I’m back again for another post about Figma. Why? Because it is hands down my new favorite design and prototyping tool. Even better, it is an all-in-one solution! For this post, we are going to talk about tips for improving micro-interaction prototypes, such as hover effects or UI animations.
1. Work backward
For prototyping micro-interactions, we are less worried about how a user navigates throughout an app from beginning to end. Instead, we’re focused on what the final state looks like for the interaction. Often, our final state may look much different or incorporate more elements than the starting point.
By working backgrounds, we are building what our desired end state looks like first.
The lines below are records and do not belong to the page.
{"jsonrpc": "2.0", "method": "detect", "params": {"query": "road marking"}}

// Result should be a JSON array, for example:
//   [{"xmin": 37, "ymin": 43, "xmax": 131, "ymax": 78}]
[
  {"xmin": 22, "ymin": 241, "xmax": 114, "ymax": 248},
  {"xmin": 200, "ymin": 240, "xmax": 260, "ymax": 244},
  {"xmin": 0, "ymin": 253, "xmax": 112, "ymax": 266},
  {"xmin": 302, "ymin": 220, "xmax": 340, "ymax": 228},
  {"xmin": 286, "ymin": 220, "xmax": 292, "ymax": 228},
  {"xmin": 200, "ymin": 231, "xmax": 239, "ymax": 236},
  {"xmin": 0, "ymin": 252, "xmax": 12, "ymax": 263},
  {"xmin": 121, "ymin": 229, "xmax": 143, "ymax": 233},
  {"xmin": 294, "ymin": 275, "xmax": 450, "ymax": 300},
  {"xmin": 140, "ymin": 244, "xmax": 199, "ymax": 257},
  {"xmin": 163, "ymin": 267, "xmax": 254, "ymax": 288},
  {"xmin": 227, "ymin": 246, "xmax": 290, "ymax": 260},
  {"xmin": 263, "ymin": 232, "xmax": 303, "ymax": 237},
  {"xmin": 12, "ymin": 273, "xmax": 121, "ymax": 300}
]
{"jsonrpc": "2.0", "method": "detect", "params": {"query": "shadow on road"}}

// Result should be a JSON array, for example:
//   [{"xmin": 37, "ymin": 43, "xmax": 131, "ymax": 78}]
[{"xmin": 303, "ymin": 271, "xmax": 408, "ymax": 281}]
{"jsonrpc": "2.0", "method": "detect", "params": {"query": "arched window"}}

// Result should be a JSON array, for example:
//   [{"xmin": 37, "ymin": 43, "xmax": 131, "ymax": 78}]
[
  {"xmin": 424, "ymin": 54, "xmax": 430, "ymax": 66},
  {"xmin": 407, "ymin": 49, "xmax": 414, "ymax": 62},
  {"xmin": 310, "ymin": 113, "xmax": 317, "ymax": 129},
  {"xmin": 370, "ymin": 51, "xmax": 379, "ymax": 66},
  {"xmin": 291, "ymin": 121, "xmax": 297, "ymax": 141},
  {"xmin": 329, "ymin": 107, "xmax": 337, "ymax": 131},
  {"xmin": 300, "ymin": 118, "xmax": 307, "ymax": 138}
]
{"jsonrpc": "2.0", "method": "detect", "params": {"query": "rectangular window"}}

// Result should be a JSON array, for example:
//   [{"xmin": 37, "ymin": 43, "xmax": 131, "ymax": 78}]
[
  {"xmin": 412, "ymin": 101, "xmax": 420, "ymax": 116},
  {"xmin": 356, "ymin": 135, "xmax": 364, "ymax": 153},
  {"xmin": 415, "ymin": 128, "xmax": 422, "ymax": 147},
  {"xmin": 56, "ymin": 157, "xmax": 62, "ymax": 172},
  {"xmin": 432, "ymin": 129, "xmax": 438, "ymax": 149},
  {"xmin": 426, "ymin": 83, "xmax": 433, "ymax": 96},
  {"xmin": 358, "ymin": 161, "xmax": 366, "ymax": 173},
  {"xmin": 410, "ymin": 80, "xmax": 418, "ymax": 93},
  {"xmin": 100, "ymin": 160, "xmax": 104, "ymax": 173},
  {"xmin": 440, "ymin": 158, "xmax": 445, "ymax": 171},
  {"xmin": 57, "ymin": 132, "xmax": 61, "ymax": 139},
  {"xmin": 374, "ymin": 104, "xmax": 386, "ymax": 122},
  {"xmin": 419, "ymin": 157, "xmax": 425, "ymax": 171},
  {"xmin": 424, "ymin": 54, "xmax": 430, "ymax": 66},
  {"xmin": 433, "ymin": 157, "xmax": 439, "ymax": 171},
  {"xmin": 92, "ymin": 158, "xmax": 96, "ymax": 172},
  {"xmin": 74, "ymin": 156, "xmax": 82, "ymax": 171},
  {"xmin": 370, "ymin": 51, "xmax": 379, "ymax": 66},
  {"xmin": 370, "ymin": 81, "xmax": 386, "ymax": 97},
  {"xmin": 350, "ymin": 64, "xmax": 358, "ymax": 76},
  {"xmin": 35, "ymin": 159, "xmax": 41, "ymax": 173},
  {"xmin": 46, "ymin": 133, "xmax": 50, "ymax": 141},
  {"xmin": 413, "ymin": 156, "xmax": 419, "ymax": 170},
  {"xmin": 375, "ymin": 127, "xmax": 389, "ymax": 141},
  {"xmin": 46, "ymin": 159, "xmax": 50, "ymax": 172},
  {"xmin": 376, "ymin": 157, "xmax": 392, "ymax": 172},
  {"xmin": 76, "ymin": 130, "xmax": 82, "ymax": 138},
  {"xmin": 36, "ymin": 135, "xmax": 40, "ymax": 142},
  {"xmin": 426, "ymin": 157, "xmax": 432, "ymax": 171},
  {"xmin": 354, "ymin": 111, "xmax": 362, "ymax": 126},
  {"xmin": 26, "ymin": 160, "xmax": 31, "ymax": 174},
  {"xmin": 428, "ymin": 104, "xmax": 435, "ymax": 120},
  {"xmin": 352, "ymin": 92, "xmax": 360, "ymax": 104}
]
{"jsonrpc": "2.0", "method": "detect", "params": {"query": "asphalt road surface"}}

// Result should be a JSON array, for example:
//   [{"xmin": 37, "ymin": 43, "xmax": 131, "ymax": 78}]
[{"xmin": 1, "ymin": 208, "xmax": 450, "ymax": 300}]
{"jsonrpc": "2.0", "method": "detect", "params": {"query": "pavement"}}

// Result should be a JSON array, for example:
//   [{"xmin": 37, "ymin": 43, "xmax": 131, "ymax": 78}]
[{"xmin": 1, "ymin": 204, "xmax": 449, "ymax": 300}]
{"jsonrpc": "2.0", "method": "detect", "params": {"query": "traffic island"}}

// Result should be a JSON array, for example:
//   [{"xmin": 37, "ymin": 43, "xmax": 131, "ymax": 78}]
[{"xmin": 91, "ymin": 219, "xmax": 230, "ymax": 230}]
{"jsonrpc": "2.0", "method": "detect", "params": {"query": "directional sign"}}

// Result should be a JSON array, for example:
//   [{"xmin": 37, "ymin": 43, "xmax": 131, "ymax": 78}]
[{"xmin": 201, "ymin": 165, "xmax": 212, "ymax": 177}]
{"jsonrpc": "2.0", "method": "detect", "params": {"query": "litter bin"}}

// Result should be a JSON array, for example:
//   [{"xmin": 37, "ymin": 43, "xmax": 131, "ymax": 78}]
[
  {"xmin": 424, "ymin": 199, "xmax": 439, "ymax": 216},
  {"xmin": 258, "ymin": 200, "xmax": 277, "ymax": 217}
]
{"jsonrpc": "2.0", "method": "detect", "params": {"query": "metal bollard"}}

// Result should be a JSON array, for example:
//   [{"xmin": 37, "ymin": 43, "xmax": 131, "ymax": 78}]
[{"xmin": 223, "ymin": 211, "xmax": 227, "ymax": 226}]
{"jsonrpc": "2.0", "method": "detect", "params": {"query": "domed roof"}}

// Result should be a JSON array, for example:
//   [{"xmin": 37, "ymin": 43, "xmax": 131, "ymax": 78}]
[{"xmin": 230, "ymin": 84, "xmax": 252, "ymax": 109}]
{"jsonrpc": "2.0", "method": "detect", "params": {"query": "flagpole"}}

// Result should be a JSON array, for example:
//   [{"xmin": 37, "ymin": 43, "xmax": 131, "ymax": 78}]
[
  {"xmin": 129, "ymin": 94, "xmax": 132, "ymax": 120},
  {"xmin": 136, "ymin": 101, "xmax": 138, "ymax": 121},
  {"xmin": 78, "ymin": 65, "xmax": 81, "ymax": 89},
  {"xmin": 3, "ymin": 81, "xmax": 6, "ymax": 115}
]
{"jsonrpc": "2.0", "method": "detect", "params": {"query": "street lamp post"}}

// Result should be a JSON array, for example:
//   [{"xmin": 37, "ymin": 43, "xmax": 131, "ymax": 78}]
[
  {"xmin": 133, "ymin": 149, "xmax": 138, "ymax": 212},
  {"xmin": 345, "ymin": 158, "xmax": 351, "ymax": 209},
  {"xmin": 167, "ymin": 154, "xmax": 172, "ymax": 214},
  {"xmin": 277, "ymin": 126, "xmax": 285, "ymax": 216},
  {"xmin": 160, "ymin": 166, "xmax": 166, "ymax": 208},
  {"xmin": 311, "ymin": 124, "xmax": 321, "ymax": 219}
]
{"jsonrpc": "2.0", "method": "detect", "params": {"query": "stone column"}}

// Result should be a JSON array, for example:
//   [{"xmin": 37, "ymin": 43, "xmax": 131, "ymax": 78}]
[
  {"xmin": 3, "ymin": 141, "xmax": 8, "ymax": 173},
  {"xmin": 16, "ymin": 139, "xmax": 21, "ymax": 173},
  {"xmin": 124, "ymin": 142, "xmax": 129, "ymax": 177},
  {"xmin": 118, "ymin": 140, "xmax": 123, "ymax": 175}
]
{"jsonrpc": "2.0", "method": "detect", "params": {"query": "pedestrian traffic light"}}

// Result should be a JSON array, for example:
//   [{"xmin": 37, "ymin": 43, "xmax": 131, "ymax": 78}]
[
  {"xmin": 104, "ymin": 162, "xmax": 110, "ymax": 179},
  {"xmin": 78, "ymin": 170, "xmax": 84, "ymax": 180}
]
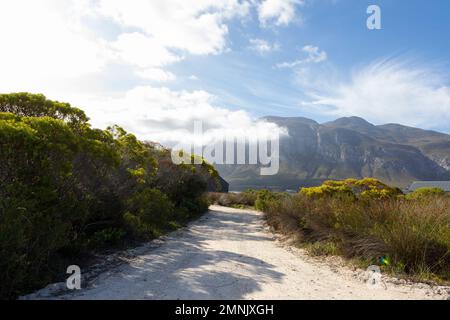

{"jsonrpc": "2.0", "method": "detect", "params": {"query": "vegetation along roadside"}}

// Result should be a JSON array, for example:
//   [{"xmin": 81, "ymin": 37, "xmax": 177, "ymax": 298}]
[
  {"xmin": 208, "ymin": 179, "xmax": 450, "ymax": 285},
  {"xmin": 0, "ymin": 93, "xmax": 221, "ymax": 299}
]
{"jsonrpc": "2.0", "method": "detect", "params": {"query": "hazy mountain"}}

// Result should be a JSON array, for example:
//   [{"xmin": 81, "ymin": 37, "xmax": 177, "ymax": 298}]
[{"xmin": 216, "ymin": 116, "xmax": 450, "ymax": 191}]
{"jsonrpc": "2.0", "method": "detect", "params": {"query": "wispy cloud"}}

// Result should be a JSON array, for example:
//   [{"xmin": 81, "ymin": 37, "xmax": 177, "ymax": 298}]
[
  {"xmin": 257, "ymin": 0, "xmax": 305, "ymax": 27},
  {"xmin": 277, "ymin": 45, "xmax": 327, "ymax": 68},
  {"xmin": 301, "ymin": 58, "xmax": 450, "ymax": 129},
  {"xmin": 249, "ymin": 38, "xmax": 280, "ymax": 54}
]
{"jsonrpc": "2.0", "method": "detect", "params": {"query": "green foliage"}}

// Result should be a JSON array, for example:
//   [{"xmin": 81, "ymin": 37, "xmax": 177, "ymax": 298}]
[
  {"xmin": 207, "ymin": 189, "xmax": 259, "ymax": 207},
  {"xmin": 0, "ymin": 92, "xmax": 89, "ymax": 128},
  {"xmin": 155, "ymin": 160, "xmax": 210, "ymax": 215},
  {"xmin": 262, "ymin": 188, "xmax": 450, "ymax": 283},
  {"xmin": 0, "ymin": 93, "xmax": 215, "ymax": 299},
  {"xmin": 90, "ymin": 228, "xmax": 126, "ymax": 248},
  {"xmin": 207, "ymin": 189, "xmax": 285, "ymax": 211},
  {"xmin": 124, "ymin": 188, "xmax": 175, "ymax": 239},
  {"xmin": 254, "ymin": 190, "xmax": 282, "ymax": 212},
  {"xmin": 305, "ymin": 241, "xmax": 340, "ymax": 257},
  {"xmin": 300, "ymin": 184, "xmax": 354, "ymax": 199},
  {"xmin": 300, "ymin": 178, "xmax": 402, "ymax": 200},
  {"xmin": 406, "ymin": 187, "xmax": 447, "ymax": 200}
]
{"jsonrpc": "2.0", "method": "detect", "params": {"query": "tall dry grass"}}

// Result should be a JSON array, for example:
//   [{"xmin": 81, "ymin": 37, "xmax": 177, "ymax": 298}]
[{"xmin": 263, "ymin": 194, "xmax": 450, "ymax": 281}]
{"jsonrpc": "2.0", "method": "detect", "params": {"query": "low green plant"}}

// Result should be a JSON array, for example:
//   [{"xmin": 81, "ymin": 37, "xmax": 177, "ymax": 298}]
[
  {"xmin": 261, "ymin": 182, "xmax": 450, "ymax": 283},
  {"xmin": 305, "ymin": 241, "xmax": 340, "ymax": 256},
  {"xmin": 300, "ymin": 178, "xmax": 402, "ymax": 200},
  {"xmin": 123, "ymin": 188, "xmax": 175, "ymax": 239},
  {"xmin": 207, "ymin": 189, "xmax": 259, "ymax": 207},
  {"xmin": 0, "ymin": 93, "xmax": 215, "ymax": 299},
  {"xmin": 90, "ymin": 228, "xmax": 126, "ymax": 248},
  {"xmin": 406, "ymin": 187, "xmax": 447, "ymax": 200}
]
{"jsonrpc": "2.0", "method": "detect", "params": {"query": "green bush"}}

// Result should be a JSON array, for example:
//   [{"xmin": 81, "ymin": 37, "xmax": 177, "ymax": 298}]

If your prototype is showing how buttons come in from off-screen, you’ll need to account for those buttons in both states. Once the desired end state is done, duplicate the frame, and then slide (with Shift+Arrows) off the artboard.
2. Build a table of contents
When prototyping micro-interactions, I am often testing variances in the design. Because prototyping in design tools typically has a single starting artboard, it becomes annoying to have to exit the prototype, switch the starting artboard, and launch it again.
I’ve found that creating a table of contents and a consistent ‘container’ increases the speed at which I can test between options.
3. Avoid combining Micro- and Macro-interactions
Macro-interactions are concerned with app navigation, making sure users understand where they go to accomplish a specific task, and how easily they can get there. To prevent complexity, avoid building out the micro-interactions into a macro-prototype, or else your prototype is going to become far too complex to manage.